Ostherr: Not quite yet. They did develop a consumer-facing electronic health record about 11 years ago, [Google Health], and that effort did not really succeed and it was closed. They filed a patent a couple of years ago for a new electronic health record that they’re actively developing. They’re doing research with health care systems right now to utilize their artificial intelligence that they’ve developed on electronic health records in order to show how they could bring together health data from outside of clinical settings with medical data from electronic health records to produce new insights that you couldn’t get from the electronic health record alone. Although they do not have a commercial product right now, they have filed the patent, and, in fact, they’ve been sued on the basis of the research they’ve conducted because of the moves that it’s making into producing these new electronic health records. It seems pretty clear that that’s a major direction they’re going in.

Wood: There’s other competition in that direction in the tech space, right? For this idea of electronic health records and integrating social data? Who would be Google’s competition for a product like that should they introduce it down the road? 

Ostherr: Amazon, for example, is developing technology to mine free text and electronic health records as well. Facebook just introduced a preventive health tool, and they are also working on artificial intelligence. Many of these companies, they may all have a slightly different angle, but the key practice is developing artificial intelligence tools that can mine different data sets for the purpose of medical analysis. Microsoft is doing this too, and there are many variations on the approach of producing an electronic health record. Some inside health care, some outside, some in more consumer-facing spaces, like pharmacies like CVS and Walgreens. 

Wood: I feel like this data gets treated as very benign, even though there’s a minor awareness, or increase in awareness, that this is a valuable treasure trove. But even the coverage of this acquisition of Fitbit didn’t seem to get at this larger implication. I wonder, do you see regulators starting to look through this lens at this health data since this is such a growing field? 

Ostherr: Yes and no. Regulators are certainly looking at Big Tech through the lens of the monopoly question. For example, even with Facebook, there have been complaints filed with the [Federal Trade Commission] about the ways that Facebook violated user privacy. One of those complaints was specifically about health data privacy. In the ruling this past summer, when the FTC gave Facebook a huge fine, they actually completely ignored the health implications. They really responded in terms of privacy more than in terms of implications for health and medicine and the unique sensitivity of that data. I would say that there really hasn’t been anything like the attention that this activity deserves by regulators so far.

A Fitbit-sponsored community workout in 2016 in New York City. (Dave Kotinsky/Getty Images for Fitbit)

Related links: More insight from Molly Wood

Google introduced an electronic health records product called Google Health back in 2008. It never took off and was killed in 2011. Toward the end, Google Health had shifted its focus from just offering access to personal health records to tracking daily physical activity and health-related goals. In partnership with some wearables companies, Google introduced its own fitness tracking app in 2014. 

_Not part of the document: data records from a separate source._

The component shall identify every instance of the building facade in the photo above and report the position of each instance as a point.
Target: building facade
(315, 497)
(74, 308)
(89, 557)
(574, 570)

Kirsten Ostherr mentioned corporate wellness programs. Business Insider had a piece from Monday about how Fitbit lets Google get into the employee benefits market, which affects about 160 million Americans who get health insurance through work. The piece pointed out that better data — and even better health predictions — could have a huge impact on employer costs, insurance company costs and even patient health. But, as the piece noted, Google has had a “rocky history with health data privacy standards,” so consumers and regulators have to trust that their data won’t be abused before they’re ready to swallow the medicine.